Xylit-Bonbons und -Pastillen
Auch hier gilt, dass sie möglichst nach den Mahlzeiten konsumiert werden sollten, am besten 3 bis 4 Stück am Tag. Bonbons und Pastillen eignen sich hervorragend zur Anwendung bei Kindern. Es gibt sie in allen möglichen Geschmacksrichtungen und sie können ohne Bedenken vor dem Einschlafen abends gelutscht werden.
Xylit-Mundgel
Das xylithaltige Gel eignet sich für eine möglichst lange Einwirkzeit. Deshalb wird auch empfohlen, es abends vor dem Schlafen auf die Zähne zu reiben und es dann die ganze Nacht einwirken zu lassen. Dazu ein etwa erbsengroßes Stück Mundgel auf einen Finger geben und anschließend auf den Zähnen verreiben.
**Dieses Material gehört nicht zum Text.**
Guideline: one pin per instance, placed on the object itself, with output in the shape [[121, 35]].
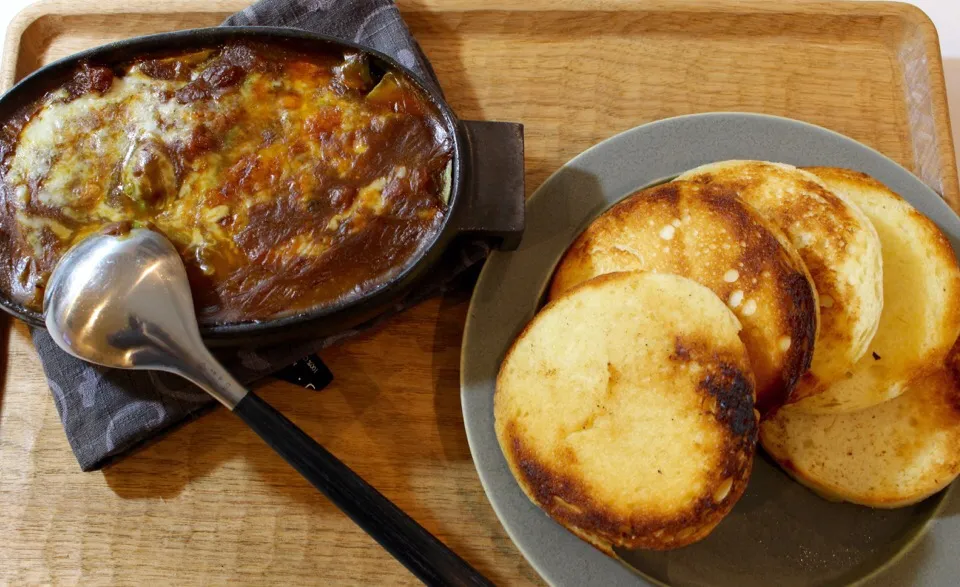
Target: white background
[[944, 13]]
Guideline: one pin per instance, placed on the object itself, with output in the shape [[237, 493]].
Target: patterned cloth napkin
[[108, 412]]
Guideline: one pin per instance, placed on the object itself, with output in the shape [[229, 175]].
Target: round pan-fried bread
[[625, 411], [710, 235], [890, 455], [837, 243], [920, 320]]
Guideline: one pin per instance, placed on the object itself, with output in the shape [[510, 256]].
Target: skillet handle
[[493, 197], [418, 550]]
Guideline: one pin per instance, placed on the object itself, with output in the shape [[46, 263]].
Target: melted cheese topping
[[251, 160]]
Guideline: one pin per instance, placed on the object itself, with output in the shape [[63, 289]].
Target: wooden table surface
[[209, 503]]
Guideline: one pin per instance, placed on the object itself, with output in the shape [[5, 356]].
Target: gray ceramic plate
[[779, 533]]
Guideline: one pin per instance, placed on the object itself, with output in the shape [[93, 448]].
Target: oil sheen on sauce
[[287, 179]]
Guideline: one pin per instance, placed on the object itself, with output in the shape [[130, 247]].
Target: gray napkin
[[108, 412]]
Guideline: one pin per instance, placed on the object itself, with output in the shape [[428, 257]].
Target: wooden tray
[[208, 503]]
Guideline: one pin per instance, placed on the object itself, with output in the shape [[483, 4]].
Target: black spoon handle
[[421, 552]]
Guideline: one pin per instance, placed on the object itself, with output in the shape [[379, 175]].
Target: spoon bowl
[[124, 301]]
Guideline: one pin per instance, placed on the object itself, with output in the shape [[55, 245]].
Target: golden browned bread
[[625, 411], [837, 243], [890, 455], [920, 320], [710, 235]]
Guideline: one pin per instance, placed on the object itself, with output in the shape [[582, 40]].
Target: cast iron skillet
[[486, 199]]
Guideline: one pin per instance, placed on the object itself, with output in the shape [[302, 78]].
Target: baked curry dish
[[287, 179]]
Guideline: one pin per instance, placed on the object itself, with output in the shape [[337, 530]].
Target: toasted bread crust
[[891, 455], [921, 315], [706, 233], [552, 473], [836, 241]]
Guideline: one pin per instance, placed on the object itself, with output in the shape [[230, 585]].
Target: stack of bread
[[812, 309]]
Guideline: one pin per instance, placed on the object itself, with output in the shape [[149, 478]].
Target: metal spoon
[[124, 301]]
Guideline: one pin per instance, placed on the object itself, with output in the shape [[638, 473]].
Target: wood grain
[[208, 503]]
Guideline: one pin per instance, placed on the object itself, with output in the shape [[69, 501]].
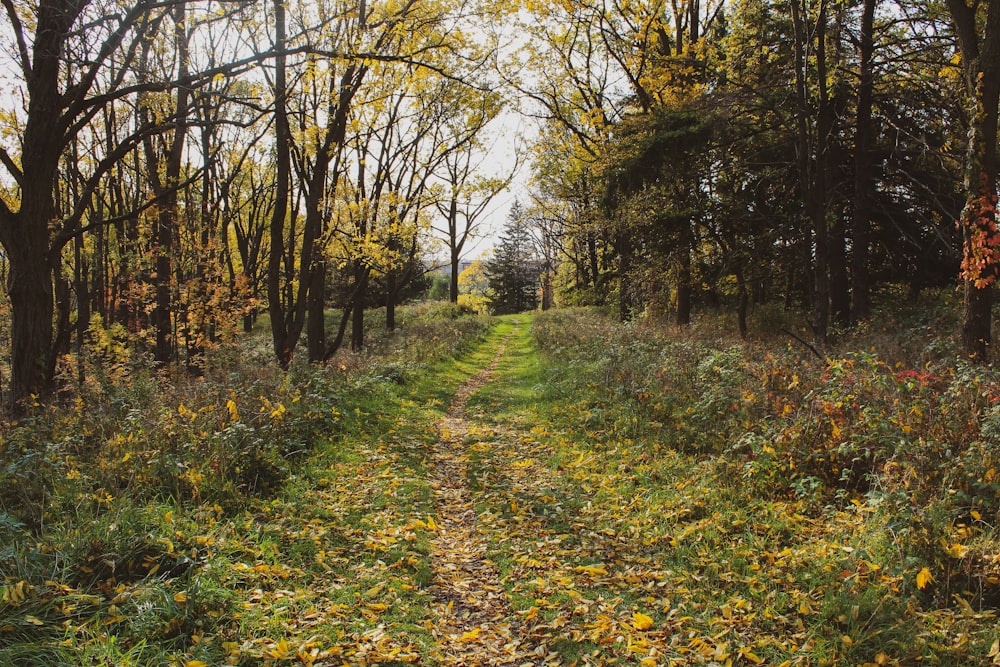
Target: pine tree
[[513, 271]]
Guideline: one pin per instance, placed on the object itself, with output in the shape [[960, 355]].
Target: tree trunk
[[32, 303], [453, 278], [390, 301], [683, 301], [864, 172], [358, 320], [316, 321], [981, 263], [283, 351], [741, 304]]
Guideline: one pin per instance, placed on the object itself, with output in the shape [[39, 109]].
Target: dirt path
[[474, 624]]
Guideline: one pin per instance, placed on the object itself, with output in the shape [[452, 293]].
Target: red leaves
[[981, 261]]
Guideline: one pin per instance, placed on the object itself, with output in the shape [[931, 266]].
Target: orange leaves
[[981, 256]]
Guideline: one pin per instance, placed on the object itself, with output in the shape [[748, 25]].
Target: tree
[[977, 28], [513, 270], [75, 60]]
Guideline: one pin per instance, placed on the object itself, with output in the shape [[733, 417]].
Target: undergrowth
[[242, 516], [826, 510]]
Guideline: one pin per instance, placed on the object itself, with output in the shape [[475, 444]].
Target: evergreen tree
[[513, 271]]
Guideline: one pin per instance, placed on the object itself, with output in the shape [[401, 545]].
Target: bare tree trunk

Sobald es mit Spucke etwas verdünnt ist, sollte es auch einige Male durch die Zahnzwischenräume gezogen werden.
Xylit-Zahncreme
Sie eignet sich wie jede andere Zahncreme auch zum Putzen der Zähne mit der Zahnbürste. Nur wurde ihr anstatt dem Haushaltszucker als Süßungsmittel Xylit beigegeben. Qualitativ hochwertige Xylit-Zahncremes enthalten keine chemischen Geschmackszusätze, sondern lediglich natürliche Geschmacksstoffe. Außerdem wird auf Schaumbildner verzichtet. Nach dem Zähneputzen kann die Xylit-Zahncreme deshalb abends ruhig im Mund verbleiben, sie löst sich dann über die Nacht auf.